As of 09 March 2023, the weekly spending rate of Solih is at MVR 110 million per week, compared to MVR 92 million per week same period last year.
How did Solih spend the increased tax revenue? It might be too early to see any exact pattern in the spending, with the published data as at 09 March 2023, over 73 percent of the spending has been on recurrent expenditure.
The administrative expenses have increase by about MVR 706 million (24 percent ) to reach MVR 3.6 billion. Notable areas of significant increase during the first 10 weeks of the year are, the Special Budget under the Ministry of Finance, which has recorded over to MVR 2.8 billion. Spending through National Social Protection Agency (NSPA) has reached 626 million from MVR 427 million last year same period. Maldives Police Services has also a significant increase in spending to reach MVR 349 million compared to MVR 228 million last year.

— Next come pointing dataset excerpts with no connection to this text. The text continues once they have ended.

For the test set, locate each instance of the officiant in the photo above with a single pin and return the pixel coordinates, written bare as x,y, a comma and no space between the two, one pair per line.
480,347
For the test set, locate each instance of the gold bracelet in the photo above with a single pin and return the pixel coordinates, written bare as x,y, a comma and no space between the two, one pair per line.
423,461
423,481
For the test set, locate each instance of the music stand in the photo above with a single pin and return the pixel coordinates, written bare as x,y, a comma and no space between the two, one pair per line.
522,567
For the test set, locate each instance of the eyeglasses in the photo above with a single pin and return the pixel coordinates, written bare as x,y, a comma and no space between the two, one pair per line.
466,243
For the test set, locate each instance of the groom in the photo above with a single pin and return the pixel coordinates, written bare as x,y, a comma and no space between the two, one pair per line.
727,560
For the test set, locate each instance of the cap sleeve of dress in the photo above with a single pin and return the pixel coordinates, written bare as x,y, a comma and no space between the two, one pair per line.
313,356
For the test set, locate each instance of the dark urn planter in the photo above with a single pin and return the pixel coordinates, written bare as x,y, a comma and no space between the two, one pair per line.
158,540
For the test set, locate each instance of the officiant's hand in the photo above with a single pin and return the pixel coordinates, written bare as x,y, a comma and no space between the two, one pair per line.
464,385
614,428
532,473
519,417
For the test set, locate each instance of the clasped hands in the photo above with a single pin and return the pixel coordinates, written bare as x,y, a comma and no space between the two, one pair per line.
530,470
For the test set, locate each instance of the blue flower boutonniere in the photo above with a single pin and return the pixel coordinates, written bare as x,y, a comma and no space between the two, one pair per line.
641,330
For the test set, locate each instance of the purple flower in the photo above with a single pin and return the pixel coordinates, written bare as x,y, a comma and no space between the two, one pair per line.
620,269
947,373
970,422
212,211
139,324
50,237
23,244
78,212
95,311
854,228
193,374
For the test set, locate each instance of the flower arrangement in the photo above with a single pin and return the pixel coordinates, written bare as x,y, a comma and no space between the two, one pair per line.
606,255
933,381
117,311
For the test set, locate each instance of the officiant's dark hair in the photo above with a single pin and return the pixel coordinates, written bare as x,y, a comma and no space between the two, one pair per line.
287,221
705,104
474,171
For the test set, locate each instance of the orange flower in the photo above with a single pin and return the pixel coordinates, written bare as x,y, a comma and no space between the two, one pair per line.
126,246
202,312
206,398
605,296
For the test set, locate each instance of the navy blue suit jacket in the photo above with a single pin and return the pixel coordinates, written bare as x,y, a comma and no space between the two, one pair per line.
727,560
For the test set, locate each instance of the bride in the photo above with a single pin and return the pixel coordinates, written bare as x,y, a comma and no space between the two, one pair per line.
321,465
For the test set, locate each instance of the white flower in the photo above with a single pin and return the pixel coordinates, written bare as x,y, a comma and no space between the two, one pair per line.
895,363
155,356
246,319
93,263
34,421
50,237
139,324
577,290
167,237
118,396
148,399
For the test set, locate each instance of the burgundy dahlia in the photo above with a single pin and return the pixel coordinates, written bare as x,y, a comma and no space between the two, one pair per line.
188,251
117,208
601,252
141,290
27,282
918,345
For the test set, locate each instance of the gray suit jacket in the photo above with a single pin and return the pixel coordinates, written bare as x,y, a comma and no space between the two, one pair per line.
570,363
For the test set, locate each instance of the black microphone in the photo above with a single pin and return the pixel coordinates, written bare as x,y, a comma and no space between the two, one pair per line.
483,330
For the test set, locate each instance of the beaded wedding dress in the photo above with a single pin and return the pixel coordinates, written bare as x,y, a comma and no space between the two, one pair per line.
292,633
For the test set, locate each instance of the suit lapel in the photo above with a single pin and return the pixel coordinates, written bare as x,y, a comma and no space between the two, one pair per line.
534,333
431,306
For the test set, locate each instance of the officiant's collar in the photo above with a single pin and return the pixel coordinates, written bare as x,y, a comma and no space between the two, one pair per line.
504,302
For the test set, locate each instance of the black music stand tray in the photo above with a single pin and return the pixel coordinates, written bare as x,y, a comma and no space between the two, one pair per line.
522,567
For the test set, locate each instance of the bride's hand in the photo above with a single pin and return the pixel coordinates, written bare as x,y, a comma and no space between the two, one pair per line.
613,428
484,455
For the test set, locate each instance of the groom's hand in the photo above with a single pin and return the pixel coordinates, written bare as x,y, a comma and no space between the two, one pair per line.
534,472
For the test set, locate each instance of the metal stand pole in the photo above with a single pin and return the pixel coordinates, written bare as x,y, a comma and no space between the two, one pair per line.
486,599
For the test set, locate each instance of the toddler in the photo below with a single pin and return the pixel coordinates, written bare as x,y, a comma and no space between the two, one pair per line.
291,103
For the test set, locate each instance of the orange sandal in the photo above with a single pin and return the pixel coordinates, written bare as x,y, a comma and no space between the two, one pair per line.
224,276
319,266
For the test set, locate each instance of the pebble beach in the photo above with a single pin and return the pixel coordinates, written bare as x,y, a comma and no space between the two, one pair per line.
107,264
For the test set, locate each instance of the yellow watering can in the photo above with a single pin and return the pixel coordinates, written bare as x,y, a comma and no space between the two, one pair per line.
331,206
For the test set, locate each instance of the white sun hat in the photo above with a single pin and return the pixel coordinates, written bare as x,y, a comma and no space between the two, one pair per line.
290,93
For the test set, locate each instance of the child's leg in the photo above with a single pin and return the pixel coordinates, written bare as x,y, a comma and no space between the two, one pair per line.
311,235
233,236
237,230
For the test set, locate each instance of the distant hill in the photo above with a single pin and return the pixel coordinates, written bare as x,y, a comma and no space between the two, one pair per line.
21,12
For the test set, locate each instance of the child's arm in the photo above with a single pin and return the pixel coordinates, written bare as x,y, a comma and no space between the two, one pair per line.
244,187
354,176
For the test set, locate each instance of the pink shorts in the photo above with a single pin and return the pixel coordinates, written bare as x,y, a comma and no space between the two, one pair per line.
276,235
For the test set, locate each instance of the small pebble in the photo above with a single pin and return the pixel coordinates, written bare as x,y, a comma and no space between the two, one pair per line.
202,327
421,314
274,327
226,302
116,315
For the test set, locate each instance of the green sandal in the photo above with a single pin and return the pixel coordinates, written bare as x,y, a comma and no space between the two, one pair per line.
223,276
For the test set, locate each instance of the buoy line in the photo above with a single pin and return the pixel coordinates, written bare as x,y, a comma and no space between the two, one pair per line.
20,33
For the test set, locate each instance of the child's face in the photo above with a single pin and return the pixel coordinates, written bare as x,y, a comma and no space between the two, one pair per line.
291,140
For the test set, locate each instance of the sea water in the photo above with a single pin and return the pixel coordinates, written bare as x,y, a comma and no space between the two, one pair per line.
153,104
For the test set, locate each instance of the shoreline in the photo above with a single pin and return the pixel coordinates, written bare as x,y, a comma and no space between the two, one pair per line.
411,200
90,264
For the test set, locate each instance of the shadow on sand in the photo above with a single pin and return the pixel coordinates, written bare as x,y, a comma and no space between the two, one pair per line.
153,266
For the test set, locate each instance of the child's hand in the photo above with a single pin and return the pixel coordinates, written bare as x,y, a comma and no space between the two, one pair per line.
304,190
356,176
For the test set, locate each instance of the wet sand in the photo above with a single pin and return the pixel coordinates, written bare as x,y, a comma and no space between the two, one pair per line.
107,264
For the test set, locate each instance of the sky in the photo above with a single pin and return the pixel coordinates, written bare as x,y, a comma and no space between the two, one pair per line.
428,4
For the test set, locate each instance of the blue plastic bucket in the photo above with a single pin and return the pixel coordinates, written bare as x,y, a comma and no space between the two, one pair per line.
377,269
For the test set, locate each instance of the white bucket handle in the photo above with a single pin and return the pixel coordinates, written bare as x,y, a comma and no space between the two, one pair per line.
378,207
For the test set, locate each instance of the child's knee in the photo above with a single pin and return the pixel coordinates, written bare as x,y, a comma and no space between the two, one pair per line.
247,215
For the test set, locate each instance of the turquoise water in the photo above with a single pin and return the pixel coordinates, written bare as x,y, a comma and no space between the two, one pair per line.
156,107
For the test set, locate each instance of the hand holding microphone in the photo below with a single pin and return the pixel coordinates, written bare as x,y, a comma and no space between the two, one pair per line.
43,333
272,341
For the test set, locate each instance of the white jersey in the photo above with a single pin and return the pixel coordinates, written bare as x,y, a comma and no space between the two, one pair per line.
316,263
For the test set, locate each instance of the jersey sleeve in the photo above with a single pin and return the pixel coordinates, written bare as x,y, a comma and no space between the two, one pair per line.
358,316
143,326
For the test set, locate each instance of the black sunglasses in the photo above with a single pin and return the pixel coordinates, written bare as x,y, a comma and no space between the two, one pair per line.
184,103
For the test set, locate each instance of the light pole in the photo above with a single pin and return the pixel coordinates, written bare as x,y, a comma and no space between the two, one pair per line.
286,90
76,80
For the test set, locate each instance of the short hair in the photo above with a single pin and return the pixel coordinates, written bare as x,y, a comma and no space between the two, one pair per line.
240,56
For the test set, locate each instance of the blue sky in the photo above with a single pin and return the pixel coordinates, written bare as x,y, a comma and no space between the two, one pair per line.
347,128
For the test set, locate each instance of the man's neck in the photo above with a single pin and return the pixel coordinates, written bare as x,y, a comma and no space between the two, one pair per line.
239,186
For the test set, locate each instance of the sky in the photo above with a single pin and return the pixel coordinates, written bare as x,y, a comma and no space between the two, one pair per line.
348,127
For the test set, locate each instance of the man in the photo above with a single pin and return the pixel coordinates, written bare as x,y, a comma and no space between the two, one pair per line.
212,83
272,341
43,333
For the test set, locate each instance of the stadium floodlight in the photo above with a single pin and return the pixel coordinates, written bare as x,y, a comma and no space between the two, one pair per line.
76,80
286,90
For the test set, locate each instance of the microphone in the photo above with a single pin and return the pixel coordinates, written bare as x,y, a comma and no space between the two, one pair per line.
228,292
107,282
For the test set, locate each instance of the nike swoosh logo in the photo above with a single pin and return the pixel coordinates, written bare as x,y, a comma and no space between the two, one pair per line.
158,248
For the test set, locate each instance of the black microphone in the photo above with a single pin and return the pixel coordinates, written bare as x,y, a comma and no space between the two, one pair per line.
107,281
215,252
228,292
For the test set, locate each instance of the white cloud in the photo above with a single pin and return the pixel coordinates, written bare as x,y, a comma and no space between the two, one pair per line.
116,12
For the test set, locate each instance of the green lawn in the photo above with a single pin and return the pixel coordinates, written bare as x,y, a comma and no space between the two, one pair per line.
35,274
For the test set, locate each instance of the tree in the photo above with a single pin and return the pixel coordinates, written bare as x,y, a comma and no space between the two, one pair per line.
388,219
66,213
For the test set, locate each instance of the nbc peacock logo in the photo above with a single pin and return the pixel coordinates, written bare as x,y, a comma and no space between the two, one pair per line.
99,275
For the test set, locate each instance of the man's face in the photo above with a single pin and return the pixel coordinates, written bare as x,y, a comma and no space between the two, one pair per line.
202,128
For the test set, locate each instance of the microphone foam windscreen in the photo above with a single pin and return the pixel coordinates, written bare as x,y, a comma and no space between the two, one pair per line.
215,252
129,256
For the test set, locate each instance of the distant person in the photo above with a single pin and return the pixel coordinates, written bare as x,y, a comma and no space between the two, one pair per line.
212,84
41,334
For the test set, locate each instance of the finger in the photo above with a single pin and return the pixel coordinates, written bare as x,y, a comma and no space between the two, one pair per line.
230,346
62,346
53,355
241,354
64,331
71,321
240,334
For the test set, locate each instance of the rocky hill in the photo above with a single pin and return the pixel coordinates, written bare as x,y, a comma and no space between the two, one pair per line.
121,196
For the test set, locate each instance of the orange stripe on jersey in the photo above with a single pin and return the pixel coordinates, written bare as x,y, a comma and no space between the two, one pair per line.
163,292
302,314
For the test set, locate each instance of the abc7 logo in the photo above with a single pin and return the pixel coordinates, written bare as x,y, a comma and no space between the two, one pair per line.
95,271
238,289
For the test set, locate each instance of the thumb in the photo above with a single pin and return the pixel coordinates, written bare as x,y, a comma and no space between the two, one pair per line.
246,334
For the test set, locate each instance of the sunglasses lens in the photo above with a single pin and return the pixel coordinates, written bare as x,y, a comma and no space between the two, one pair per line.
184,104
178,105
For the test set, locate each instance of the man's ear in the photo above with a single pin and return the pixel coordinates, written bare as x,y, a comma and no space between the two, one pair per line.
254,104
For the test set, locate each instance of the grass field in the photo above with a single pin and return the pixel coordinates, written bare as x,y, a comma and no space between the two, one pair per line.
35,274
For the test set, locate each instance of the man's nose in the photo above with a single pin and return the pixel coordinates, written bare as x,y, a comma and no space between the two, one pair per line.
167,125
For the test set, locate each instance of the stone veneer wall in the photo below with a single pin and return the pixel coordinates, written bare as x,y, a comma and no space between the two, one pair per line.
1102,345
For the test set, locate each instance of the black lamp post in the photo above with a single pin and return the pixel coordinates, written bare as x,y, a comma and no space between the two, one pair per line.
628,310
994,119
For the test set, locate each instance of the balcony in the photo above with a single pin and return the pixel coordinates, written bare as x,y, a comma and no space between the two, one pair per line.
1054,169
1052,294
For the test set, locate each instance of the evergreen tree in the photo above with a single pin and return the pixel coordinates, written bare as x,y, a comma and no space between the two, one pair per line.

Recovery from COVID pandemic
COVID-19 hit hard the Maldives economy, when the tourism industry and almost the entire economy came to a stand still in April 2020. The monthly government revenue fell to MVR 673 million in April 2020 from MVR 1.4 billion in March.
With not enough government revenue, and with non-existent fiscal reserve at hand, the Minister of Finance had no other option except for accumulating debt. The total debt as a result climbed to MVR 86.5 billion by the end of 2020 from MVR 68 billion in 2019. With GDP shrinking to MVR 57.6 billion in 2020 from MVR 86 billion in 2019, the total debt to GDP climbed to a staggering 150 percent of GDP. Well, that is still manageable, as the tourism sector was recovering, and so were all industries in the economy. Government revenue has started to increase as well.
By the end of 2021, Maldives has attracted over 1.3 million tourists, and by end of 2022 achieved the pre-pandemic level of arrivals, by recording over 1.67 million arrivals.
Despite the over MVR 21 billion total revenue in 2021, the Solih administration ended up spending over MVR 32 billion – all under the guise of COVID pandemic. Similarly, total revenue in 2022 reached MVR 28.5 billion, however, government spent over MVR 39.9 billion the same year. As a senior official at the Ministry of Finance who preferred to be unnamed commented “rather than using the pandemic as an opportunity to bring about long term fiscal reforms, the government saw the pandemic as an opportunity to appropriate funds as they wished - to gain the biggest political advantage”.
As per the approved budget for 2023, there will be over MVR 8.6 billion fiscal deficit by the end of the year, and a total foreign financing requirement of over MVR 4.7 billion (USD303 million).
While the government has a fiduciary responsibility to uphold the highest standards to use taxpayers’ money according to the intended purpose and legislation - it has to be spent in a manner that brings about long term fiscal sustainability. This means, increased tax revenue to be utilized in a way that can reduce the existing and future debt levels of the country – instead of wasteful spending to achieve political ambitions.